Re: status of 3028bis


On Tue, Oct 18, 2005 at 02:06:00PM -0700, Philip Guenther wrote:

In particular, there's some uncertainty
over whether comparators take octets or characters as input and how
i;octet is defined and used in the definition of other comparators.


We had that discussion before and you summarised it very well.  I
agree with it, but want to add reasons:

Summary:

In Sieve, comparators act on characters, not octets.  Looking only at the
base specification, "i;octet" is badly named and means: "Compare unicode
character by unicode character".  At least I think that's what we agreed
on and why the text said UTF-8 before, and unicode now.  The change from
UTF-8 to unicode was made, because although Sieve is written in UTF-8,
implementations should not be forced to work in UTF-8 inside, but use
whatever unicode encoding they like.

Reason:

Indeed, we lack the other two levels: There is no way to work on raw
headers, but at least we agreed that if we want to do that, we would
invent a new test like "rawheader".  And there is no way to work on
the MIME decoded data without character set conversion to unicode.
We have no access to the MIME character set specification, either.

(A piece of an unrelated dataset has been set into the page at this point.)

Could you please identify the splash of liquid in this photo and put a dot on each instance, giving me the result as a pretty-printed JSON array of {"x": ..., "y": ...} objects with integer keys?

If "i;octet" were to match arbitrary binary data, thus omitting the
character set translation, it would be mostly useless, as there are
ISO-8859-15 strings that are invalid UTF-8 strings and Sieve scripts
are expressed in UTF-8.  Sieve offers no binary data literals.  It is
bad enough that the decoded header data may contain NUL characters and
Sieve can not express those (\0 does not have a special meaning), but at
least we can match any unicode character else.  Since headers contain
only characters of a specific character set, and rarely just random
binary data, it makes sense "i;octet" does indeed work on decoded and
translated characters, despite its name.

If it were for me, I would: Introduce a new comparator instead,
e.g. "i;character", and change "i;octet" to match against a string
representation of binary data, e.g. hex characters.  And introduce
\0 to mean NUL at the same time. :-)

But Sieve is widespread by now and that would break many scripts.
Not even I dare to suggest going that way.  That's why I suggest:

Let "i;octet" work on characters and document the name is a misnomer.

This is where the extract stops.